The M100 camps sought to build a change in human consciousness and an understanding of its capacity to affect anything it pays attention to, when operating in alignment with universal laws and patterns of existence.
These camps ran for a period of three years, at the end of which there was a deepened understanding of the creational power of collective and intentional commitment to change. We found that this, along with the power of focused meditative practice, could effect fundamental transformation on a world scale.
The camps were wrapped up for a number of reasons. It was difficult to find funding to support the all-year work involved in organising them. It was tricky forming a solid core group of people to 'hold the energy' because people's lives were so profoundly and positively affected, in a way that set them off on new life-paths, that in many cases they did not return! Also we found that the large-scale group dynamics of a group with 150ish members were quite demanding to handle, and we became aware that the wider society we lived in would find it difficult accepting or encompassing this kind of activity.
A number of the participants in these powerful and transformational camps were inspired to continue the work and processes explored there, actively engaging in the responsible development of human consciousness and contributing to world healing.

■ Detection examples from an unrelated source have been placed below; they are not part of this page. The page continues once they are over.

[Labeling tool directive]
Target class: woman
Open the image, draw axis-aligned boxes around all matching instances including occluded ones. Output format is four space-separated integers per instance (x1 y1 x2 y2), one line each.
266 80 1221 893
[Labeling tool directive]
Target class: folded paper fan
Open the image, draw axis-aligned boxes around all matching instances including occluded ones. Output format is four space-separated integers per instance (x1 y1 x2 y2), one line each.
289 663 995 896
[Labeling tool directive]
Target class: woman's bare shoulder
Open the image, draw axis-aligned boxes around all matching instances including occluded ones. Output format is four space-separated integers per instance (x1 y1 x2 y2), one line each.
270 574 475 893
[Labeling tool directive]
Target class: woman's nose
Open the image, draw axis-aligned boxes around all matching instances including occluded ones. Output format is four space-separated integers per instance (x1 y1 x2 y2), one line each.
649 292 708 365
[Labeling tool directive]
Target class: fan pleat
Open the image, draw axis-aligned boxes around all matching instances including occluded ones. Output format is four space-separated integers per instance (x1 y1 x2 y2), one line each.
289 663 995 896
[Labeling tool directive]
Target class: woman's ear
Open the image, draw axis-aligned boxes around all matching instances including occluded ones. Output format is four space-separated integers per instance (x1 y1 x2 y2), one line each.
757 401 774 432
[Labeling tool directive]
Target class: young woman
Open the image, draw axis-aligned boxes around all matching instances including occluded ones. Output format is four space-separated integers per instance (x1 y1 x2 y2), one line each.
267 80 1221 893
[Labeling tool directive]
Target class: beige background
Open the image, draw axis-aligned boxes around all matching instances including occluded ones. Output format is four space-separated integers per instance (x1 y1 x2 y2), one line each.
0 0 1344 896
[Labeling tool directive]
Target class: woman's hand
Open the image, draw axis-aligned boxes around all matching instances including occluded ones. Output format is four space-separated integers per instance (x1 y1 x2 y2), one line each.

The Flying Squad was formed in 1997 with a decision to make a 100% commitment to meditate at the same time every week, and it continued consistently from then up to 2018. This longevity was itself a success.

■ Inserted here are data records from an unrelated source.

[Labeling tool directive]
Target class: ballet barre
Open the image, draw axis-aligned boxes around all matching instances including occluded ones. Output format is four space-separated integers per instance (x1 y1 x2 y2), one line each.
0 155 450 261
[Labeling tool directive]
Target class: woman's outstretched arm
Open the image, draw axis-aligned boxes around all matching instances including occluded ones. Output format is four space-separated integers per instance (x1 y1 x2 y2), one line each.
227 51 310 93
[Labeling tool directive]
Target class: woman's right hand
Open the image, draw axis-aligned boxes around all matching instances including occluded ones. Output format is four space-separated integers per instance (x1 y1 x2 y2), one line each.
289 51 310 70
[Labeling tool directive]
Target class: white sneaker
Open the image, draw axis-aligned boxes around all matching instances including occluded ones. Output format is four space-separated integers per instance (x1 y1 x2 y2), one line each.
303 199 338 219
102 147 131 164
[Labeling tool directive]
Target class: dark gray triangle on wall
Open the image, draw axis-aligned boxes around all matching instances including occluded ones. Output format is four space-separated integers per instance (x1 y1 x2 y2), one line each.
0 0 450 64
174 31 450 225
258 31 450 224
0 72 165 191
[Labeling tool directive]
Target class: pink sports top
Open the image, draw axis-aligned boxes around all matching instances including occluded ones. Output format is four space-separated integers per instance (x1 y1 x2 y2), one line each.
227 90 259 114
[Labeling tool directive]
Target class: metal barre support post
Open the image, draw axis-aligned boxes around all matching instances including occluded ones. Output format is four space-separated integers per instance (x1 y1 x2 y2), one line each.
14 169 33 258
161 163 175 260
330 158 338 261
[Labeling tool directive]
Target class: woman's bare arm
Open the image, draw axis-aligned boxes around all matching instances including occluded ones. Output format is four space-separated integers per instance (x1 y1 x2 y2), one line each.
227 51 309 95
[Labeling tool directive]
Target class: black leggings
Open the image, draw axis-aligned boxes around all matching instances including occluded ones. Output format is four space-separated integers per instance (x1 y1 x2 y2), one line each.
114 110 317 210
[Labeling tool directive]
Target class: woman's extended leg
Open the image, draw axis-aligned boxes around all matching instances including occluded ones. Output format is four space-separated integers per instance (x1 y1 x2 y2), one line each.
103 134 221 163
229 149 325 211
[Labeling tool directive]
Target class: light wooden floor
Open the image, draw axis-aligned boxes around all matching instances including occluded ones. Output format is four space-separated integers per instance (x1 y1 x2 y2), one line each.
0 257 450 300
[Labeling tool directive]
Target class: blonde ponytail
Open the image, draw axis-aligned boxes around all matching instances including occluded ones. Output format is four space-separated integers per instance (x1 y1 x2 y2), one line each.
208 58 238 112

In the group we had a wide variety of skills and experience in our work and private lives. It was important to have variegated backgrounds and beliefs.
Over time, some individuals left the group, some later returned, one died, and new members joined. This happened gradually, each individual contributing uite a few years of input to the group. But our numbers declined gradually. And then there were only three of us...
Two interesting anecdotes. There were a few occasions when a group member lost track of the day of the week, forgetting the meditation. Yet, when our Sunday meditation slot came close, it was not uncommon to feel 'a bit funny', unconsciously finding ourselves in an altered state, only to realise that it was meditation time!
The 'frequency' for our weekly meditation was open for half an hour and, during the meditation, we sometimes lost track of time. Nevertheless, when the end of the meditation time-slot came along, there was a distinct shutting off of the 'frequency' with a tangible change of feeling. This was rather humbling, a constant reminder that we were working with something bigger than ourselves.